[BEGINNER] I'm trying to retrieve the first 39 characters

Got a LiveCode personal license? Are you a beginner, hobbyist or educator that's new to LiveCode? This forum is the place to go for help getting started. Welcome!

Moderators: FourthWorld, heatherlaine, Klaus, kevinmiller

Post Reply
shawnblc
VIP Livecode Opensource Backer
VIP Livecode Opensource Backer
Posts: 342
Joined: Fri Jun 01, 2012 11:11 pm

[BEGINNER] I'm trying to retrieve the first 39 characters

Post by shawnblc » Sun May 19, 2013 4:11 am

I'm trying to retrieve the first 39 characters from a webpage. If someone could point me in the right direction, I'd appreciate it.

Code: Select all

put url ("http://domain.com/examples.php") into field "fld1" 
put characters 1 to 39 into field "fld1"

Simon
VIP Livecode Opensource Backer
VIP Livecode Opensource Backer
Posts: 3901
Joined: Sat Mar 24, 2007 2:54 am

Re: [BEGINNER] I'm trying to retrieve the first 39 characte

Post by Simon » Sun May 19, 2013 4:25 am

You're almost there:

Code: Select all

put char 1 to 39 of field "fld1" into field "fld1"
you need a from-to

Simon
I used to be a newbie but then I learned how to spell teh correctly and now I'm a noob!

shawnblc
VIP Livecode Opensource Backer
VIP Livecode Opensource Backer
Posts: 342
Joined: Fri Jun 01, 2012 11:11 pm

Re: [BEGINNER] I'm trying to retrieve the first 39 characte

Post by shawnblc » Sun May 19, 2013 4:46 am

Simon wrote:You're almost there:

Code: Select all

put char 1 to 39 of field "fld1" into field "fld1"
you need a from-to

Simon
Ah. Thank you Simon. That helps a lot. So when I do something like that I need a From ----> To, then I can limit the text. Got it. Thank you again.

dunbarx
VIP Livecode Opensource Backer
VIP Livecode Opensource Backer
Posts: 10331
Joined: Wed May 06, 2009 2:28 pm

Re: [BEGINNER] I'm trying to retrieve the first 39 characte

Post by dunbarx » Sun May 19, 2013 8:01 pm

Hi.

Simon showed you exactly what you were missing with your first attempt, and you both seem to call that "from...to". I see what you mean by that, and also think that you really understand it.

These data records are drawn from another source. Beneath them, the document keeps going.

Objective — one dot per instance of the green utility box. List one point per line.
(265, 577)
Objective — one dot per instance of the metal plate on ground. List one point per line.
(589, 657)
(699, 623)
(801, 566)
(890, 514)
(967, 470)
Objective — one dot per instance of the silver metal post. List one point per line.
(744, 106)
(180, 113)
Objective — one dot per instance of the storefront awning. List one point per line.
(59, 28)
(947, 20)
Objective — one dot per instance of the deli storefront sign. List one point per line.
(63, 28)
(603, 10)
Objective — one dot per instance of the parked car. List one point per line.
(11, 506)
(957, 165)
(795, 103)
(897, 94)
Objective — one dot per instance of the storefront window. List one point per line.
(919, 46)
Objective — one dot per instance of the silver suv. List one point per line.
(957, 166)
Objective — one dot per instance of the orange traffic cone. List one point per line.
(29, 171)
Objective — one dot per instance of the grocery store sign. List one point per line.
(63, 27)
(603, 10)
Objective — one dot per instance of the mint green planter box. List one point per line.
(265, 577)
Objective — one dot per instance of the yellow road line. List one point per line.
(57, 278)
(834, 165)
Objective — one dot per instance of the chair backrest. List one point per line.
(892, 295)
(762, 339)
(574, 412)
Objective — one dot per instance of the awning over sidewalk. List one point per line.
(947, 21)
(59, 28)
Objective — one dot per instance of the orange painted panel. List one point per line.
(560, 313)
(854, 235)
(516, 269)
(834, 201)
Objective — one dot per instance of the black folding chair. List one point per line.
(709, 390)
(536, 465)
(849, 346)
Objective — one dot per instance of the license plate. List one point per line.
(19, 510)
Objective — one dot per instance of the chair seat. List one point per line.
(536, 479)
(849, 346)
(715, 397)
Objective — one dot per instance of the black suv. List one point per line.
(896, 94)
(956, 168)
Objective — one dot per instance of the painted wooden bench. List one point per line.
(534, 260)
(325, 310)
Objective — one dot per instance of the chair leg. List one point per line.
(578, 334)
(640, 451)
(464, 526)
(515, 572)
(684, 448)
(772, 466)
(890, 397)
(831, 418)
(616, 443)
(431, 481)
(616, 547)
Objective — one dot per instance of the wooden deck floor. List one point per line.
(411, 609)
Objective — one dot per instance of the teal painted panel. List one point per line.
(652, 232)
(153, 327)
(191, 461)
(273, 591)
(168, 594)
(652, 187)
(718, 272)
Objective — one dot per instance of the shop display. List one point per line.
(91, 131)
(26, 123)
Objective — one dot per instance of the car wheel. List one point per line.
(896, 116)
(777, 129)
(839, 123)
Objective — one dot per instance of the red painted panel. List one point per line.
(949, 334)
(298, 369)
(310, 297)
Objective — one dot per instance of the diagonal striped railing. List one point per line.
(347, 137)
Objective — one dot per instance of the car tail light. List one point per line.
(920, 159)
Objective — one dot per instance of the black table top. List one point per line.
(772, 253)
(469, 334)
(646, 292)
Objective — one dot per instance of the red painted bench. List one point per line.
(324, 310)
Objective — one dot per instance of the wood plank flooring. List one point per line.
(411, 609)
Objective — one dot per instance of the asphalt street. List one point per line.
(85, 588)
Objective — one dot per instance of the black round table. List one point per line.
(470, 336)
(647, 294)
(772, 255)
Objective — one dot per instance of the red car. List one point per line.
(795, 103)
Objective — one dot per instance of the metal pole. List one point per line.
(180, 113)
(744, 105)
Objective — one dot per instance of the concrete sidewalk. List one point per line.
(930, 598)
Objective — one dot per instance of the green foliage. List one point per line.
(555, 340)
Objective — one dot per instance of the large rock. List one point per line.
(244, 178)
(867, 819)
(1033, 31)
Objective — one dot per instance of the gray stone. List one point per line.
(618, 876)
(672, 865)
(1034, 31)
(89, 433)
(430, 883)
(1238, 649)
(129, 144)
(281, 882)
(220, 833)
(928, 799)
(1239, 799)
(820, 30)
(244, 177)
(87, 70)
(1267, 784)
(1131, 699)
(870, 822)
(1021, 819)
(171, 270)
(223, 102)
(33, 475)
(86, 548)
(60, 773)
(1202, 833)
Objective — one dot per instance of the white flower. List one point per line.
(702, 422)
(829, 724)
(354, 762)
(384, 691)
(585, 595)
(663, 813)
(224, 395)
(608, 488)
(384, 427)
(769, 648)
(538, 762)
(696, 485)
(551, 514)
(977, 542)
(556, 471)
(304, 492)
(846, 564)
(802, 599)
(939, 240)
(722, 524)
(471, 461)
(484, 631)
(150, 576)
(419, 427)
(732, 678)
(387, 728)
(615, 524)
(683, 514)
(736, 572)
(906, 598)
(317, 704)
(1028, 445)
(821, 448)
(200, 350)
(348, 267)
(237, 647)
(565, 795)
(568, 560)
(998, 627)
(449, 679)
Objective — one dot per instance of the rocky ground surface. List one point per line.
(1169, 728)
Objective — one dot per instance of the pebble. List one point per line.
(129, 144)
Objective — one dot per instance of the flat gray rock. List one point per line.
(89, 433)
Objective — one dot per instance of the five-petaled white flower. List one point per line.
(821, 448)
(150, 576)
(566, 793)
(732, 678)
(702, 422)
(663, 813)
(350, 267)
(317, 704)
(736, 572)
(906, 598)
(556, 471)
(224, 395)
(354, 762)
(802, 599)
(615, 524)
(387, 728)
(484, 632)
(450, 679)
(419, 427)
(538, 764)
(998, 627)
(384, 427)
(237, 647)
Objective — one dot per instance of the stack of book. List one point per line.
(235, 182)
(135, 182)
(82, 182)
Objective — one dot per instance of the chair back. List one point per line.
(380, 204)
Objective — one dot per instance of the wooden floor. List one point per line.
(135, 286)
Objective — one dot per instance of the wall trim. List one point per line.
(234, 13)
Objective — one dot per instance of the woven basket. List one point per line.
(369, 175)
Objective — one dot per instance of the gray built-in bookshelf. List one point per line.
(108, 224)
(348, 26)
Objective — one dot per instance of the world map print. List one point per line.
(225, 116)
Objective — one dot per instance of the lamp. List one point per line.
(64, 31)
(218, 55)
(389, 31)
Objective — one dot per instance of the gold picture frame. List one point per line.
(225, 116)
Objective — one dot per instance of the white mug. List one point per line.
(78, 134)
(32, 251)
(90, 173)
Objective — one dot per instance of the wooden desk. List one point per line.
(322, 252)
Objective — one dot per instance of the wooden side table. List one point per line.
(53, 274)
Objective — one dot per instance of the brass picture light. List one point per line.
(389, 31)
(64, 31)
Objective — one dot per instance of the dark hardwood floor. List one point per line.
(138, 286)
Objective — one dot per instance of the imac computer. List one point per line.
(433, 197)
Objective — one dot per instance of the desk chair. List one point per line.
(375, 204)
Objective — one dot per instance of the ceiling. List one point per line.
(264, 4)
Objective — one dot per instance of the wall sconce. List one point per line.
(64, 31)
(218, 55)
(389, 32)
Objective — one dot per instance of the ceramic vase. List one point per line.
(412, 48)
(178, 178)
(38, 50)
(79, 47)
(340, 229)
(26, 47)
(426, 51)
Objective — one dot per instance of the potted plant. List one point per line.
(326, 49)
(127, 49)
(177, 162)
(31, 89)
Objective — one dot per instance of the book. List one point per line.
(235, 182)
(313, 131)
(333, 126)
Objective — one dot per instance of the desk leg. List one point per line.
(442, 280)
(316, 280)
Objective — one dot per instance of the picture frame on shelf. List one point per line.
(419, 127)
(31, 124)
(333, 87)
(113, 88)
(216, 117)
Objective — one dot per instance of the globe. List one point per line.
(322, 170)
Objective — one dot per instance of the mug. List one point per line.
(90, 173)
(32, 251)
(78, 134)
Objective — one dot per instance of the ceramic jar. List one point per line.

I just want you to go back to that first post, where you say:

put characters 1 to 39 into field "fld1"

and read this carefully. Even though just one line previously you loaded that very field with data, LiveCode will not know how to deal with this line. Characters 1 to 39 of what, exactly? In other words, you have to think like the engine does, and make sure that you can mentally parse a line of code into a sensible statement:

put characters 1 to 39 "OF SOME SOURCE OF DATA" into fld "fld1".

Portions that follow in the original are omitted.